Either way, the uplift business was having tough time until Top Gun: Maverick broke through, at the strictly secular level, last year. The last explicitly religious film to top $40 million at the box office appears to have been Breakthrough, from Fox, in 2019. In 2021, especially, darker fantasies—Spider-Man: No Way Home, Venom: Let There Be Carnage, Black Widow—prevailed. (Though the fairly inspirational but box office-deprived CODA slipped into the Oscars.)

Anyway, it’s nice to have the faith crowd back in seats.

Before the great lockdown and simultaneous socio-political eruptions over issues like abortion and gender identity, left-leaning Hollywood had seemed to be finding common ground with more right-leaning religious conservatives who are a mainstay of the inspiration market.

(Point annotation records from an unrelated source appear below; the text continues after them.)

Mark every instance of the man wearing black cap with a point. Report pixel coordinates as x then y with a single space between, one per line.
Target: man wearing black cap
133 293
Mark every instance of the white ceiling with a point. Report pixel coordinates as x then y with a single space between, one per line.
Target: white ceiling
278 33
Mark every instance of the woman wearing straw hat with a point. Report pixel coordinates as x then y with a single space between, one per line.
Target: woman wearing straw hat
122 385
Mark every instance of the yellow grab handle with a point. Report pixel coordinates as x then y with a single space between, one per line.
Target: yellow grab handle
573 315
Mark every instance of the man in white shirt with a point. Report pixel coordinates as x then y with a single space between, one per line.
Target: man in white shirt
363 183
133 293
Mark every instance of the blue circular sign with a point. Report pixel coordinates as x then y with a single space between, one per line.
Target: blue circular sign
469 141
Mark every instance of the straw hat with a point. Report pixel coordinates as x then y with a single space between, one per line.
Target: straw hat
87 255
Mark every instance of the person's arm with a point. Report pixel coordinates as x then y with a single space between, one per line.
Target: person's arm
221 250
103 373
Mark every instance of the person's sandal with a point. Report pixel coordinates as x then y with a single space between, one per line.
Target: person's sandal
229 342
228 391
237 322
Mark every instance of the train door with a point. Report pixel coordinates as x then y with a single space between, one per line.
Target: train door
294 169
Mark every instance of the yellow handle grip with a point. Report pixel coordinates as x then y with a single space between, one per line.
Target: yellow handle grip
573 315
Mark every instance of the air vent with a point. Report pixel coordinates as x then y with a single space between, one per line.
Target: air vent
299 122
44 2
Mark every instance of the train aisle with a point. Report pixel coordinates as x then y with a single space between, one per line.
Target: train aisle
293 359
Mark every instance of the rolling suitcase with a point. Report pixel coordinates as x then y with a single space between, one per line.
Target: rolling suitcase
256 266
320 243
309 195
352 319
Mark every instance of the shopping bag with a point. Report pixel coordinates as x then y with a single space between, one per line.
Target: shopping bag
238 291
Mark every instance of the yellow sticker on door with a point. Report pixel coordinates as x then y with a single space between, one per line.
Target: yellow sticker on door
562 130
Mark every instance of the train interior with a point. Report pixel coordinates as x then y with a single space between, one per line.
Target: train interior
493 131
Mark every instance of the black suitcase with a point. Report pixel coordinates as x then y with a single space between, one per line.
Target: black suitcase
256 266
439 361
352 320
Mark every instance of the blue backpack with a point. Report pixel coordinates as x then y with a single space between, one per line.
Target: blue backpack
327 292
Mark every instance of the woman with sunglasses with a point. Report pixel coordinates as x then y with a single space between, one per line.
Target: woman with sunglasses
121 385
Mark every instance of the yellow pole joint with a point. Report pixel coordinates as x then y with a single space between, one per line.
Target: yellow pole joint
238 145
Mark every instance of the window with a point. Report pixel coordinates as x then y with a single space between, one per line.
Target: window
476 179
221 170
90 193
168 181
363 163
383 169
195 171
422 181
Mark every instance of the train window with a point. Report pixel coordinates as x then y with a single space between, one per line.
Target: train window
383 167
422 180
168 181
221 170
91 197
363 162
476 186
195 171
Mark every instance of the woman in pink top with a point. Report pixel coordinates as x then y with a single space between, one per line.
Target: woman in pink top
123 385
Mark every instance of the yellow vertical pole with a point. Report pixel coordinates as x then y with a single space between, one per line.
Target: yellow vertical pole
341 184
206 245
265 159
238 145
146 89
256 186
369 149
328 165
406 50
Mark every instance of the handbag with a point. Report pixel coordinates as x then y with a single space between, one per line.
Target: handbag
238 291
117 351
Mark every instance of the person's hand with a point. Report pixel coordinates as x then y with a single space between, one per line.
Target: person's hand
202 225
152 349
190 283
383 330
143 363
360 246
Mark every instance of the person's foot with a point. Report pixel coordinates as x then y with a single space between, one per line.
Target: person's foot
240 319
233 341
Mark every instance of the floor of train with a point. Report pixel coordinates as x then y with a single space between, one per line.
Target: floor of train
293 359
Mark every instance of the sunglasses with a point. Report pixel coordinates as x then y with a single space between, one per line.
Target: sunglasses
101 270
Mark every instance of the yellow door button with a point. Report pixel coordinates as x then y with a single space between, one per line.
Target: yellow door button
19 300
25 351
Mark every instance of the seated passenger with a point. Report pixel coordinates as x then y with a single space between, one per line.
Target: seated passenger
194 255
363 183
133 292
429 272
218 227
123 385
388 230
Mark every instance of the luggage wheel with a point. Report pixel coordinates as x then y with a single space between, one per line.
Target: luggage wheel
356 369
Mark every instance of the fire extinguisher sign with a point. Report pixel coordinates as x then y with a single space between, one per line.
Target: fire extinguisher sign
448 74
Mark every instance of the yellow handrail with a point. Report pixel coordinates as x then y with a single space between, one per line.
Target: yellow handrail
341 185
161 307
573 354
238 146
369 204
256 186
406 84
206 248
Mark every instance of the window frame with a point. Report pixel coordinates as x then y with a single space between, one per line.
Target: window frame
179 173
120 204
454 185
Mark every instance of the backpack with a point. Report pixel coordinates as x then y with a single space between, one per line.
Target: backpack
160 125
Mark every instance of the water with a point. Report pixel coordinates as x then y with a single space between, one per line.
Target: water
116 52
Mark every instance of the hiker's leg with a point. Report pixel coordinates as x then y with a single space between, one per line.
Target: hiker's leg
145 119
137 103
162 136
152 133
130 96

In early 2016, while still reporting for The New York Times, I actually spent several months trying to map the often hidden interface between conventional movie companies and those tens of millions of mostly Christian, faith-oriented viewers. Working in loose partnership with fellow reporter Brooks Barnes—though the obsession was mine—I invested a fair amount of energy and Times capital in getting to know dozens of people who were quietly trying to reconcile movies and matters of the spirit.

It was a fascinating tour. I remember having lunch with the quite secular producer Joe Roth, who explained that in making a film like Miracles From Heaven, he didn’t have to believe what his collaborators believed, but he had to believe that they believed. A few days later, I spoke with Roth’s fellow producer Bishop T. D. Jakes, who was stunned to learn that Roth had once been a plaintiff in the Supreme Court case that banned school prayer. They had too much common ground to worry about their differences.

The most interesting operatives were those being hired by studios to find and promote faith-aligned values in seemingly areligious mainstream films like Frozen, Sully, Hidden Figures or Twelve Years A Slave. Even a film as unlikely as Room, about the close confinement of a kidnapped woman, had its faith campaign. Until the culture boiled over with the 2016 election, movies were important to the religious audience, and that audience was important to the movies.

The Times project, intended as a three-part series, more or less imploded when I left the paper in the summer of 2016. Brooks picked up the theme, and wrote a fine piece, which was published on Dec. 25 of that year (with, as I recall, an illustration that featured a weirdly incongruous Christmas Day crucifix).

As for the producers and consultants who had been building bridges—Roth, DeVon Franklin, Corby Pons, Marshall Mitchell, Jonathan Bock, Matthew Faraci, Ted Baehr and others—they didn’t evaporate. You can still find most of them,  doing the same work, with a simple Google search.

But they seemed to pull back a bit, to go quiet while the movies became darker, angrier, and less prone to inspiration.

Perhaps until now. If the faithful are back in the theater pews, amen. Some uplift is in order.